NOAA raises hurricane season prediction despite expected El Niño, updated outlook calls for near- or above-normal Atlantic season.
This year’s Atlantic hurricane season got off to a busy start, with 6 named storms to date, and may have a busy second half, according to the updated hurricane season outlook issued by NOAA’s Climate Prediction Center, a division of the National Weather Service.
The updated outlook still indicates a 50 percent chance of a near-normal season, but increases the chance of an above-normal season to 35 percent and decreases the chance of a below-normal season to only 15 percent from the initial outlook issued in May.

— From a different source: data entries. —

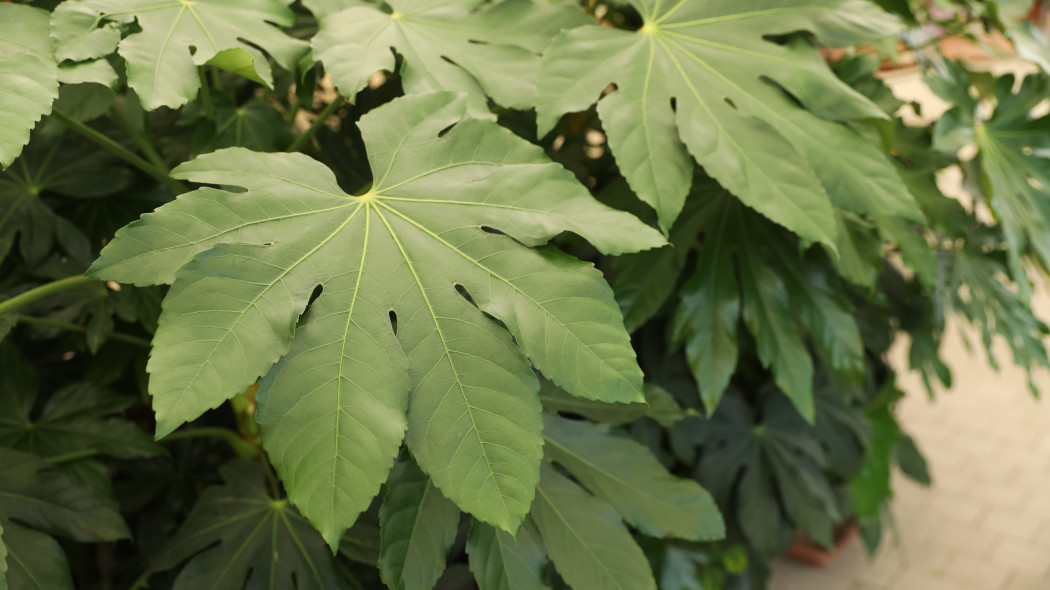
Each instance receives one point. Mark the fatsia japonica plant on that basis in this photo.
(508, 294)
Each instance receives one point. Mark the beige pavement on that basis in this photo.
(985, 523)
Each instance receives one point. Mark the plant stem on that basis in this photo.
(80, 329)
(240, 446)
(321, 118)
(72, 456)
(44, 291)
(140, 140)
(206, 93)
(120, 151)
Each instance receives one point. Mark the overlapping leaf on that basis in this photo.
(417, 527)
(458, 45)
(770, 470)
(694, 83)
(501, 562)
(162, 67)
(28, 76)
(406, 271)
(586, 539)
(238, 536)
(749, 270)
(625, 473)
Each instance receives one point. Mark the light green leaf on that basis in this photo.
(714, 62)
(161, 67)
(439, 43)
(238, 536)
(403, 270)
(28, 76)
(586, 539)
(417, 527)
(624, 473)
(34, 561)
(500, 562)
(76, 34)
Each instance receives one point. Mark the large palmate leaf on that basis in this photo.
(1013, 149)
(407, 272)
(28, 76)
(694, 83)
(34, 561)
(624, 473)
(38, 501)
(176, 37)
(417, 528)
(749, 269)
(446, 45)
(238, 536)
(501, 562)
(74, 418)
(586, 539)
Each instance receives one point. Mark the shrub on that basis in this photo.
(513, 294)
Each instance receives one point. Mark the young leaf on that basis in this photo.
(439, 43)
(237, 536)
(417, 527)
(33, 561)
(162, 68)
(404, 269)
(624, 473)
(500, 562)
(694, 81)
(586, 539)
(28, 76)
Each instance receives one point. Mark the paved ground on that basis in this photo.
(985, 524)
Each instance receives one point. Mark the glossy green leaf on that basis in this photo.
(439, 42)
(75, 418)
(417, 527)
(624, 473)
(500, 562)
(28, 76)
(770, 470)
(3, 561)
(586, 539)
(162, 69)
(403, 270)
(709, 311)
(34, 561)
(714, 64)
(50, 501)
(77, 36)
(238, 536)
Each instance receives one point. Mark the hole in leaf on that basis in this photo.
(445, 131)
(463, 293)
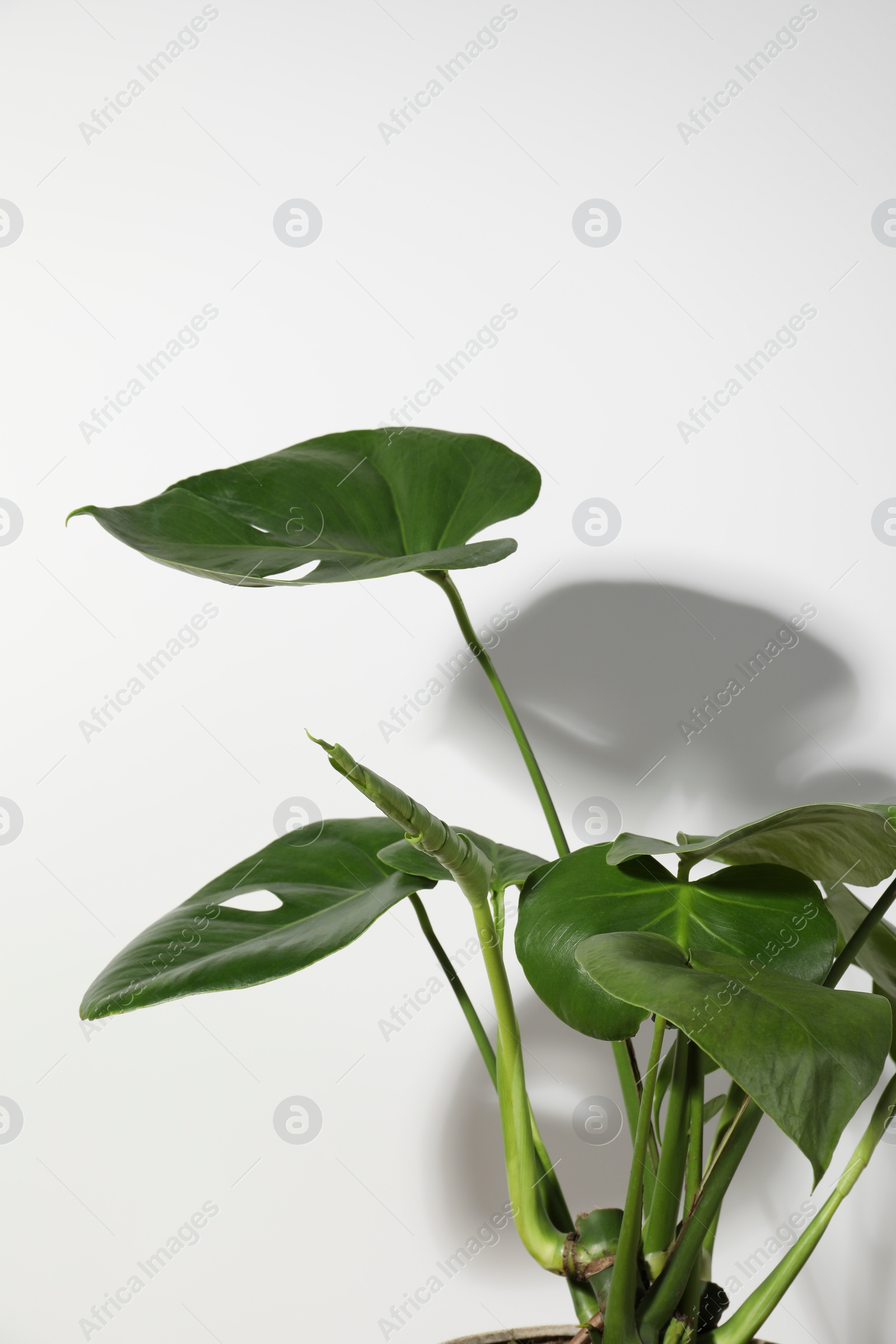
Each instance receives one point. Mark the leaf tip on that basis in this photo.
(85, 508)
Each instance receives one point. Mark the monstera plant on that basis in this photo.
(738, 968)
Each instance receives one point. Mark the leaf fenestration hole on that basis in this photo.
(255, 901)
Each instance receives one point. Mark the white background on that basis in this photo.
(127, 1132)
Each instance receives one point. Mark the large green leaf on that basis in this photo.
(332, 889)
(365, 505)
(825, 841)
(879, 953)
(746, 912)
(510, 866)
(808, 1056)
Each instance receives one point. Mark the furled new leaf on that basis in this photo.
(806, 1056)
(755, 912)
(825, 841)
(332, 889)
(363, 505)
(511, 867)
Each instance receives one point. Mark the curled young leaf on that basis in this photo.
(510, 866)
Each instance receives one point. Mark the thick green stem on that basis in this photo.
(538, 1233)
(631, 1080)
(446, 584)
(750, 1316)
(444, 580)
(555, 1202)
(660, 1303)
(689, 1305)
(480, 1034)
(473, 874)
(861, 936)
(664, 1213)
(734, 1101)
(620, 1324)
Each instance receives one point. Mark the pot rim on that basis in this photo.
(535, 1334)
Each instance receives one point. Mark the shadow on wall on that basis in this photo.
(604, 675)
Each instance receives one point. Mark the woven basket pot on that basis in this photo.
(530, 1335)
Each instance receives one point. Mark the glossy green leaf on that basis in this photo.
(891, 1000)
(879, 953)
(743, 912)
(825, 841)
(332, 889)
(511, 867)
(806, 1056)
(362, 505)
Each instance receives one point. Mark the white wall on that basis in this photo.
(128, 234)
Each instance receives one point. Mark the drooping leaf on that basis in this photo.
(332, 889)
(806, 1056)
(745, 912)
(879, 953)
(825, 841)
(363, 505)
(511, 866)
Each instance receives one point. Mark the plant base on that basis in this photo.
(528, 1335)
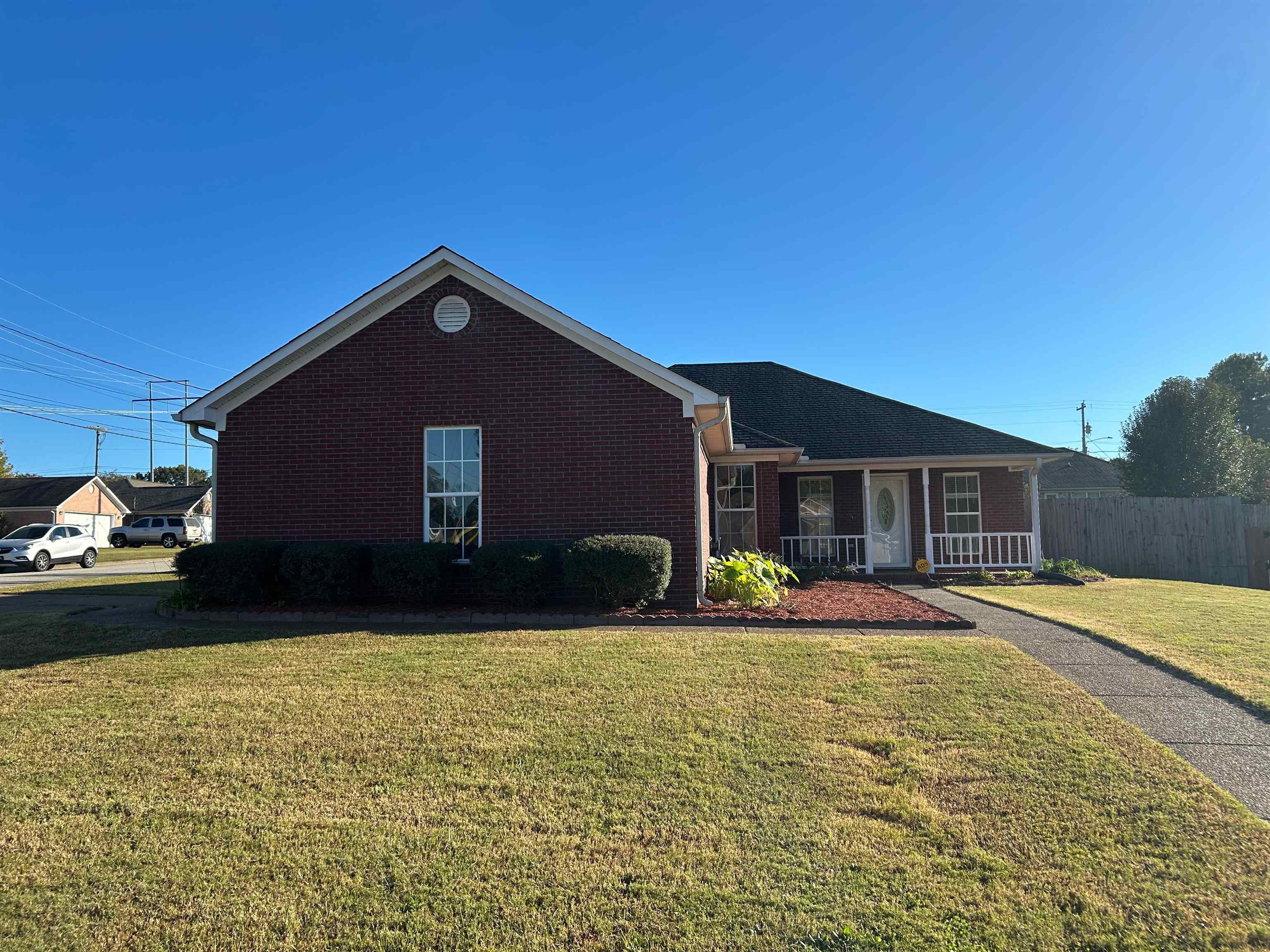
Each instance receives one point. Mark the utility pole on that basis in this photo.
(97, 452)
(150, 394)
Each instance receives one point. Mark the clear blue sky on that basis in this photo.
(992, 210)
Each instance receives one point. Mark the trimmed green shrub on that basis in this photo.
(412, 571)
(233, 573)
(620, 570)
(325, 571)
(517, 571)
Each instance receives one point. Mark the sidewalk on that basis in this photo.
(1217, 737)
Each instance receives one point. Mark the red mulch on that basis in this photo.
(860, 601)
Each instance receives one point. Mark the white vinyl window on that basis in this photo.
(816, 506)
(736, 526)
(962, 511)
(453, 488)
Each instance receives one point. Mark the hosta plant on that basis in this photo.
(748, 578)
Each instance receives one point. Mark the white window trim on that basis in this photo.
(833, 513)
(978, 497)
(721, 511)
(479, 494)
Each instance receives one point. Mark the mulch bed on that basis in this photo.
(840, 605)
(830, 601)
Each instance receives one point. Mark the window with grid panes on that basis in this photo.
(453, 488)
(736, 526)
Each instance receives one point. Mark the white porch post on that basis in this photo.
(868, 528)
(926, 503)
(1036, 493)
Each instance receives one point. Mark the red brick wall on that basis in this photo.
(572, 445)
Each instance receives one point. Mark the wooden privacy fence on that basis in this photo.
(1217, 540)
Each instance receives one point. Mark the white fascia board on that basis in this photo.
(912, 462)
(212, 408)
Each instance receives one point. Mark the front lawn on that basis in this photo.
(145, 584)
(688, 790)
(1217, 633)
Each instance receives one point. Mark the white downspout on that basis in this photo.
(696, 497)
(195, 432)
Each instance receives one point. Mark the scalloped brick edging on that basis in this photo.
(548, 620)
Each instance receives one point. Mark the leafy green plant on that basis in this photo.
(748, 578)
(1071, 566)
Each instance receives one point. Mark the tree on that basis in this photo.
(1184, 441)
(1249, 376)
(176, 476)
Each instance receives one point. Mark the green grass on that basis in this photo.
(594, 790)
(146, 584)
(107, 557)
(1216, 633)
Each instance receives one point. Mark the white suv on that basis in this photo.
(42, 546)
(167, 531)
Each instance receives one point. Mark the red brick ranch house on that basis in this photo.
(446, 404)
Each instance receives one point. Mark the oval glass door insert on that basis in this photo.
(886, 509)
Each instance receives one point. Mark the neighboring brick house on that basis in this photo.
(449, 404)
(76, 500)
(145, 498)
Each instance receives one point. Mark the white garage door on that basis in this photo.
(97, 526)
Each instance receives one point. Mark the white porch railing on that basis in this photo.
(959, 550)
(849, 550)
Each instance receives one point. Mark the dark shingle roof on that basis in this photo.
(38, 492)
(158, 499)
(757, 440)
(836, 422)
(1080, 473)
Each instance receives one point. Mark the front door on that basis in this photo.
(888, 503)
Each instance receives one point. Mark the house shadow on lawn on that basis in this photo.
(42, 633)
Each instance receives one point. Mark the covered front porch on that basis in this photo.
(888, 518)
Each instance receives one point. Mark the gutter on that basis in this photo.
(696, 495)
(202, 438)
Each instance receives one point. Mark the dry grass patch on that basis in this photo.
(594, 790)
(1217, 633)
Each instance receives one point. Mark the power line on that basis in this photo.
(82, 353)
(146, 343)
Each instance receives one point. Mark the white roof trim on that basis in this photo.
(911, 462)
(215, 407)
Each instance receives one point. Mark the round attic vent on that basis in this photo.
(451, 314)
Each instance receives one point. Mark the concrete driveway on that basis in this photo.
(103, 570)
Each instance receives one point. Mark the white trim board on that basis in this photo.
(214, 408)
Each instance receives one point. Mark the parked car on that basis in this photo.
(41, 546)
(167, 531)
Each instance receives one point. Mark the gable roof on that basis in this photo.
(212, 408)
(1081, 471)
(48, 492)
(836, 422)
(159, 499)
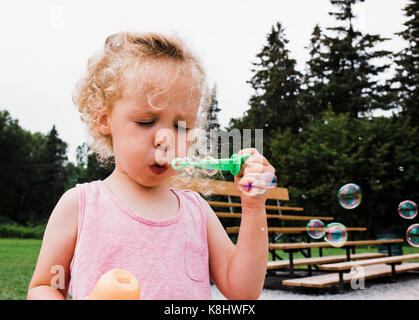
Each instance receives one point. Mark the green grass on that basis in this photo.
(17, 262)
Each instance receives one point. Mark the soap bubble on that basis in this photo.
(335, 234)
(269, 179)
(189, 169)
(408, 209)
(319, 231)
(349, 196)
(412, 235)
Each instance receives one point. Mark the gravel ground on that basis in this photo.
(406, 287)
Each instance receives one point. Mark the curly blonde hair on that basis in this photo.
(103, 84)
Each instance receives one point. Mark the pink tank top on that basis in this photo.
(168, 257)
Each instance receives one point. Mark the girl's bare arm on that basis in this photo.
(51, 277)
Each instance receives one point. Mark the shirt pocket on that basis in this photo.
(196, 264)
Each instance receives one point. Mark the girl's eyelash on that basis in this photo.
(151, 122)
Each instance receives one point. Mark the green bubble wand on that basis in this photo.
(247, 184)
(232, 164)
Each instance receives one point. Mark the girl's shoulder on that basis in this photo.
(195, 198)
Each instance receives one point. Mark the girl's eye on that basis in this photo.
(145, 124)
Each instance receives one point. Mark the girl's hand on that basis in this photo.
(254, 166)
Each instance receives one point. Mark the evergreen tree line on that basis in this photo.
(322, 128)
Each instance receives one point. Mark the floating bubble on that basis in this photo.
(251, 186)
(209, 172)
(336, 234)
(408, 209)
(269, 179)
(349, 196)
(412, 235)
(316, 229)
(189, 169)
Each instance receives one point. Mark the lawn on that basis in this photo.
(17, 262)
(18, 259)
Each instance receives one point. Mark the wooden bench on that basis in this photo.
(380, 266)
(291, 230)
(349, 246)
(280, 264)
(322, 281)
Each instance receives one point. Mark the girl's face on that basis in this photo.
(150, 123)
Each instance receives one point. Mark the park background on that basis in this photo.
(338, 104)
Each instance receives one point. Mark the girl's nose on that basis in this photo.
(164, 143)
(164, 139)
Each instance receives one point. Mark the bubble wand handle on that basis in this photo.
(233, 164)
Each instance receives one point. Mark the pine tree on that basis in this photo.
(314, 95)
(352, 84)
(407, 61)
(274, 105)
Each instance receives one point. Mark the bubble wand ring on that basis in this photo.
(233, 164)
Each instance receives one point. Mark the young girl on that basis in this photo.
(136, 93)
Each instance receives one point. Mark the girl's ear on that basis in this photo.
(104, 124)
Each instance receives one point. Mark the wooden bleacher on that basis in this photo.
(374, 263)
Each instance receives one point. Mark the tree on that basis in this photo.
(314, 96)
(346, 59)
(407, 65)
(274, 105)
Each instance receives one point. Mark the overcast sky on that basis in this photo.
(45, 46)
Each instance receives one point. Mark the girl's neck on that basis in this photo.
(119, 180)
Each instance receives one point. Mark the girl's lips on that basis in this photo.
(158, 170)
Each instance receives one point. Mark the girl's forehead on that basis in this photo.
(162, 83)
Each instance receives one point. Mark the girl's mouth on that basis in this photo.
(158, 169)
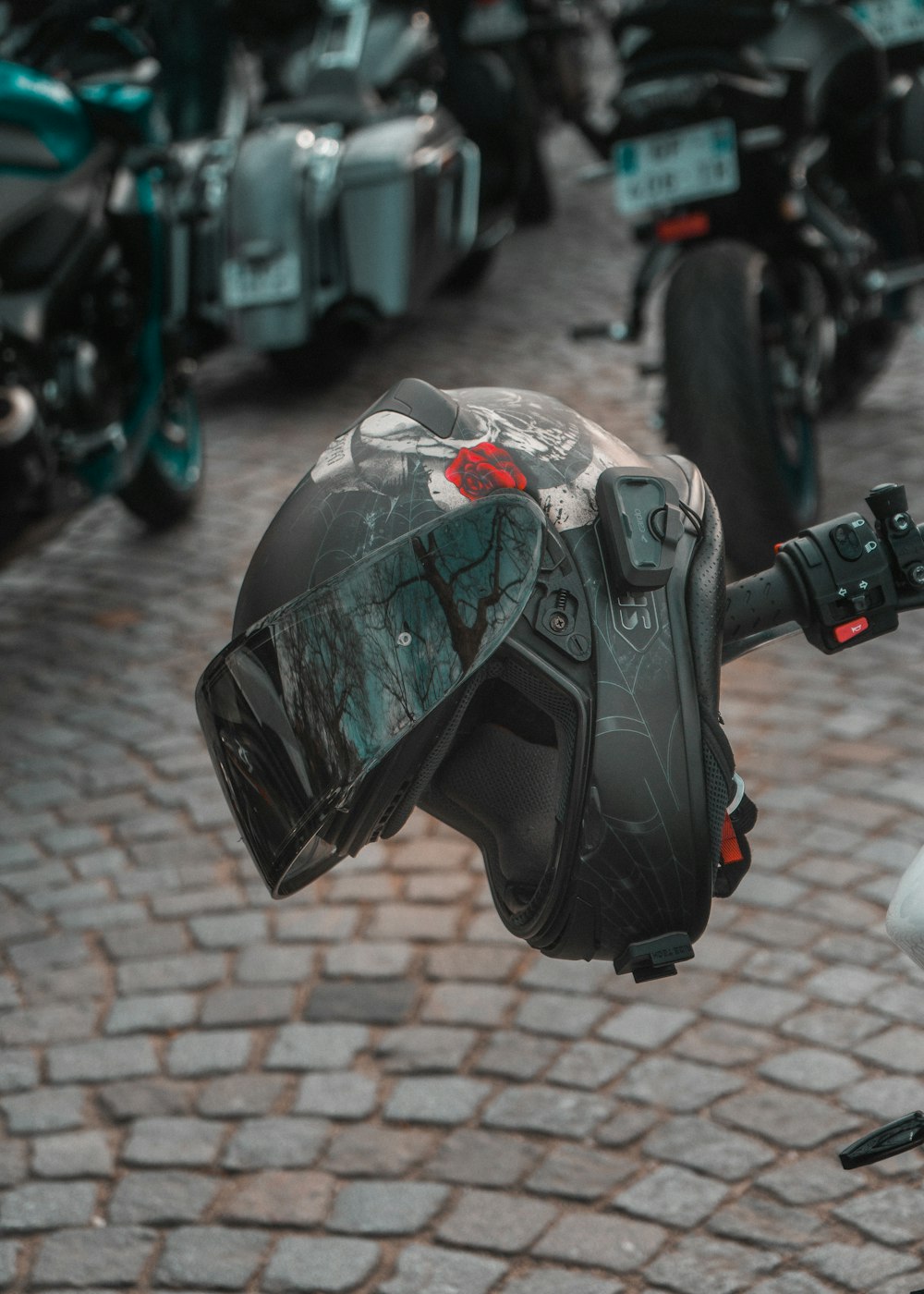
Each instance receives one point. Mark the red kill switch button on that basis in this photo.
(844, 633)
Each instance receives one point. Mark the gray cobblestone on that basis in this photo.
(316, 1045)
(172, 1142)
(427, 1270)
(594, 1239)
(223, 1258)
(161, 1199)
(47, 1205)
(44, 1110)
(107, 1257)
(498, 1222)
(152, 1013)
(710, 1148)
(721, 1267)
(386, 1207)
(73, 1154)
(435, 1100)
(672, 1196)
(276, 1142)
(216, 1051)
(319, 1264)
(578, 1173)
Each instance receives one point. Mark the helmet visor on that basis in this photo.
(299, 708)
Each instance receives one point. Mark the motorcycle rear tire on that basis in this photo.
(723, 408)
(168, 482)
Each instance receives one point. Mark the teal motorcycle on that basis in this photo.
(94, 385)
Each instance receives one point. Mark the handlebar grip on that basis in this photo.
(761, 602)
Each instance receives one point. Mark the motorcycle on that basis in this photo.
(94, 387)
(759, 177)
(356, 193)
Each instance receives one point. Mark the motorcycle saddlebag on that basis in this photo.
(281, 269)
(407, 207)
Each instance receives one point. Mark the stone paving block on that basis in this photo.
(367, 1151)
(427, 1270)
(858, 1267)
(144, 1097)
(672, 1196)
(597, 1239)
(101, 1058)
(811, 1069)
(336, 1095)
(223, 1258)
(468, 1005)
(319, 1264)
(514, 1055)
(164, 973)
(810, 1180)
(425, 1047)
(721, 1267)
(677, 1084)
(48, 1205)
(238, 1095)
(590, 1065)
(535, 1108)
(496, 1220)
(18, 1069)
(73, 1154)
(555, 1280)
(471, 961)
(881, 1097)
(154, 1012)
(44, 1110)
(580, 1173)
(164, 1141)
(277, 1199)
(198, 1052)
(149, 940)
(386, 1207)
(313, 1047)
(764, 1222)
(106, 1257)
(41, 1025)
(561, 1015)
(161, 1199)
(435, 1100)
(375, 1002)
(265, 1005)
(276, 1142)
(268, 963)
(480, 1158)
(699, 1142)
(646, 1025)
(894, 1215)
(788, 1118)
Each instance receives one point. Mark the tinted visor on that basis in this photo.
(298, 709)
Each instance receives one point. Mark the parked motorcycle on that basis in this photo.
(94, 394)
(358, 193)
(755, 164)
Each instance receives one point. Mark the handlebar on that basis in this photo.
(842, 581)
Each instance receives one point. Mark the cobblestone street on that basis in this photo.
(371, 1086)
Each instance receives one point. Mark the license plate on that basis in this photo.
(895, 22)
(675, 167)
(265, 284)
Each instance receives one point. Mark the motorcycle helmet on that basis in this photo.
(481, 604)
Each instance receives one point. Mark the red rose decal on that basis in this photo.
(485, 468)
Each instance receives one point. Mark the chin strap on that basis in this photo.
(736, 851)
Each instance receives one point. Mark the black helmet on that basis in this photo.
(481, 604)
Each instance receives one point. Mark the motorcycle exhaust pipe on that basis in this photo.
(18, 416)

Across the entire Atlantic Basin for the season – June 1 to November 30 – NOAA’s updated seasonal outlook projects a total (which includes the activity-to-date of tropical storms Alberto, Beryl, Debbie, Florence and hurricanes Chris and Ernesto) of:
• 12 to 17 named storms (top winds of 39 mph or higher), including:
• 5 to 8 hurricanes (top winds of 74 mph or higher), of which:
• 2 to 3 could be major hurricanes (Category 3, 4 or 5; winds of at least 111 mph)
“We are increasing the likelihood of an above-normal season because storm-conducive wind patterns and warmer-than-normal sea surface temperatures are now in place in the Atlantic,” said Gerry Bell, Ph.D., lead seasonal hurricane forecaster at the Climate Prediction Center. “These conditions are linked to the ongoing high activity era for Atlantic hurricanes that began in 1995. Also, strong early-season activity is generally indicative of a more active season.”